Without the prospect of enough new charging ports available in the coming years, drivers are already increasingly wary of electric vehicles as they weigh the difficulty of charging out on the road. In fact, research from MIT suggests that the availability of charging at or near home is the No. 1 factor in whether people consider electric vehicles a viable option.
Yet data indicates that nearly 40% of US households lack private driveways and would rely completely on public charging points if they switched to EVs. This figure may be even higher in countries with more apartment dwellers and older homes.
Renewed Hopes for Electric Vehicle Charging Infrastructure
There are signs the tide could be turning as policymakers and companies take steps to highlight the necessity of and opportunity for expanding the availability of electric vehicle charging stations.

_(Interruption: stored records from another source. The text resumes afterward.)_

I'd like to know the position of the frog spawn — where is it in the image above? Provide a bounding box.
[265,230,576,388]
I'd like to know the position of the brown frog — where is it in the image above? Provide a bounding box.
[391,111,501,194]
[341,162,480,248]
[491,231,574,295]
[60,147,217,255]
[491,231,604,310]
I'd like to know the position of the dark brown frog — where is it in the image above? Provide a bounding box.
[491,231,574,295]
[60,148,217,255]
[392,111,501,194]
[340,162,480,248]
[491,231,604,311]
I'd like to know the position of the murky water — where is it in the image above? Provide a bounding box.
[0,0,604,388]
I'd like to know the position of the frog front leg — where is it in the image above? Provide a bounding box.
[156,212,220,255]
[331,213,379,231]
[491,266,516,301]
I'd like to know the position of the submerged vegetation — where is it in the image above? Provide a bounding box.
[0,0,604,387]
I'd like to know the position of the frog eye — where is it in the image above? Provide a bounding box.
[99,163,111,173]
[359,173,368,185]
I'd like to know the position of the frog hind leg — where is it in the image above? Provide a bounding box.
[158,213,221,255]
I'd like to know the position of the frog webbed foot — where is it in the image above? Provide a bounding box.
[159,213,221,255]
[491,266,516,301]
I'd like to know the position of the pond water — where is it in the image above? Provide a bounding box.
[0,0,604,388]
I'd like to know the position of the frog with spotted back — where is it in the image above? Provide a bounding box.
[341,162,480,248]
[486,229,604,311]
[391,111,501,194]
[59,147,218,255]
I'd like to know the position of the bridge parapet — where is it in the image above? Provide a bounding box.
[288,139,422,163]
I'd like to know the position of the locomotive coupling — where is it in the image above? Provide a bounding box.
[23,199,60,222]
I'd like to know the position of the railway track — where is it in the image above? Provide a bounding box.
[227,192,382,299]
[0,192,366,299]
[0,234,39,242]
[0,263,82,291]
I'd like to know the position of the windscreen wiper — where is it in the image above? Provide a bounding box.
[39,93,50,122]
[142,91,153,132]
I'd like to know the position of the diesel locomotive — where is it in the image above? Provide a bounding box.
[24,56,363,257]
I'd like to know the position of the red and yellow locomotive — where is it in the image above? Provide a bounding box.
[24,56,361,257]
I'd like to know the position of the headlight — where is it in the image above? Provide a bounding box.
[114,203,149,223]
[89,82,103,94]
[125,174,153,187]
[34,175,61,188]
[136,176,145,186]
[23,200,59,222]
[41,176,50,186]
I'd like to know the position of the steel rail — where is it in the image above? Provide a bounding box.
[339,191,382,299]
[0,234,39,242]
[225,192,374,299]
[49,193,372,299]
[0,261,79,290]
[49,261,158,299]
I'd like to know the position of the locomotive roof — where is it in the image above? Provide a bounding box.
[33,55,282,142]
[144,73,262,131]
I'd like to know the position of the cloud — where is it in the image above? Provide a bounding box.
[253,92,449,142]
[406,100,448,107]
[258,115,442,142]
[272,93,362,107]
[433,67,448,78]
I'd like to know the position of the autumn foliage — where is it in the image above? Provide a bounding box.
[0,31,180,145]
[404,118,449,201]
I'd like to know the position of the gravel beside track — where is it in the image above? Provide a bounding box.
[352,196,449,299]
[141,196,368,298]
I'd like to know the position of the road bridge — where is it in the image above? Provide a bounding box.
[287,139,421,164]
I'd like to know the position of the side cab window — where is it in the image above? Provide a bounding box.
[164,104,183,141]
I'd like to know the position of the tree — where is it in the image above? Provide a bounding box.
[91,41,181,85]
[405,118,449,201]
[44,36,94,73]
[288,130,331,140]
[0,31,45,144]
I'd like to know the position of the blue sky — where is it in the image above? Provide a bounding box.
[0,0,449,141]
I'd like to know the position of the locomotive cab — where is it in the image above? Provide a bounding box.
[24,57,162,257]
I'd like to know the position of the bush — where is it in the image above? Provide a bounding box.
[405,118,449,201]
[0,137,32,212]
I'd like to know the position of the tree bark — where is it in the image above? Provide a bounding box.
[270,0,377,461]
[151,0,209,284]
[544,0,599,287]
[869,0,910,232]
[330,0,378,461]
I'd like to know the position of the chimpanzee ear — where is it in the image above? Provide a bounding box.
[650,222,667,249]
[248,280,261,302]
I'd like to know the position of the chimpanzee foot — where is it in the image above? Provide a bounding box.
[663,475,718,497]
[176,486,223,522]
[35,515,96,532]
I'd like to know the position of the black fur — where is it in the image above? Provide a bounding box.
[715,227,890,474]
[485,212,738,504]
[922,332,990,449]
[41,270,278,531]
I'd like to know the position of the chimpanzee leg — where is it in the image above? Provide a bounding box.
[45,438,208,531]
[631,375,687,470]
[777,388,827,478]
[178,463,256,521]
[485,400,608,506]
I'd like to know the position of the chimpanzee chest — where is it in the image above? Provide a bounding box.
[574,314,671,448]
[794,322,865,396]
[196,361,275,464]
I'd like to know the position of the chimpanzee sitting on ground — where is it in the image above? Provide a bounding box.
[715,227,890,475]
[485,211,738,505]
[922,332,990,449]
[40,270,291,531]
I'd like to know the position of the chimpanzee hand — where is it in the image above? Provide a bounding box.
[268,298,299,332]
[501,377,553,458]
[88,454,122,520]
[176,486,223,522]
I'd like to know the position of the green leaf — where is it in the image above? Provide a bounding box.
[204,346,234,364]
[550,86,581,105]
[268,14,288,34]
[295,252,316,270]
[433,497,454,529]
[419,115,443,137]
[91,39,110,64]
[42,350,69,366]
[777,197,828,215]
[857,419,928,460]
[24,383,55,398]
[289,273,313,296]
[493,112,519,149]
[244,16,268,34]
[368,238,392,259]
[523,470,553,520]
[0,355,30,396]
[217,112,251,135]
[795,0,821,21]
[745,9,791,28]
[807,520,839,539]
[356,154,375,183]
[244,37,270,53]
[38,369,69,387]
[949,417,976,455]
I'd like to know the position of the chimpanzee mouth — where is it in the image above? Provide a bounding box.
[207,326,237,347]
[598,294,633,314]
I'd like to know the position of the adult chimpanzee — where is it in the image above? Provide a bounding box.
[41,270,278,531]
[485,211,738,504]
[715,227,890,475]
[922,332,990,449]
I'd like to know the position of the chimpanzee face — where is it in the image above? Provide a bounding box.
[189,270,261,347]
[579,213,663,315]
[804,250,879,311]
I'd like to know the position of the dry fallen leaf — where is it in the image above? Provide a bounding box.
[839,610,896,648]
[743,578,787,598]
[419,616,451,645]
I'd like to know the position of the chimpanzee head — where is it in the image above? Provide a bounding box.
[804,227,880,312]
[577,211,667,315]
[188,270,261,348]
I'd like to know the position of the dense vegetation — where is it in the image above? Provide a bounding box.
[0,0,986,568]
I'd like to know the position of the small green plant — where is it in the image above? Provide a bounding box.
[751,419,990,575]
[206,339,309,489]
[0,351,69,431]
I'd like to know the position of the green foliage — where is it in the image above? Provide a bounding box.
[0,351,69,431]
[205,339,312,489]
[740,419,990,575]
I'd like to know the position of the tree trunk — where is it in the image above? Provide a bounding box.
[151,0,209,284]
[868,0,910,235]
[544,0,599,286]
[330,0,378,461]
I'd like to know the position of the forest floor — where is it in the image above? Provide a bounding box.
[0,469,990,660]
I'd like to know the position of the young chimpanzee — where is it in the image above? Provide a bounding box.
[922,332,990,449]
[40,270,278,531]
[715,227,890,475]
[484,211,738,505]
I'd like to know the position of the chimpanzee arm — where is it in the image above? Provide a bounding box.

In the US, President Biden has pledged to create 500,000 new charging points over the next decade as part of his plan to cut greenhouse gas emissions and meet Paris Agreement goals. In Europe, Germany has also prioritized the building of more EV charging stations as part of its coronavirus stimulus efforts.
Although helpful, governmental initiatives like these are likely to fall far short of what is required for electric vehicles to become the dominant means of road transport over the coming decades. Economics consulting firm the Brattle Group estimates that the number of electric vehicles in the US could jump to 35 million by 2030—but that this would require more than 2 million public charging stations. This would mark a colossal leap from the current 1.8 million electric vehicles currently on US roads served by just 100,000 charging stations.
Energy giant Shell recently announced it would roll out 500,000 EV charging points over the next four years as part of its plan to become a carbon-neutral business by 2050. Rival BP is following a similar strategy: last year the company raised $25 million for California startup FreeWire Technologies to support its work pioneering charging points with lower installation costs. Signs like these indicate that the boom for electric vehicle charging infrastructure has only just begun.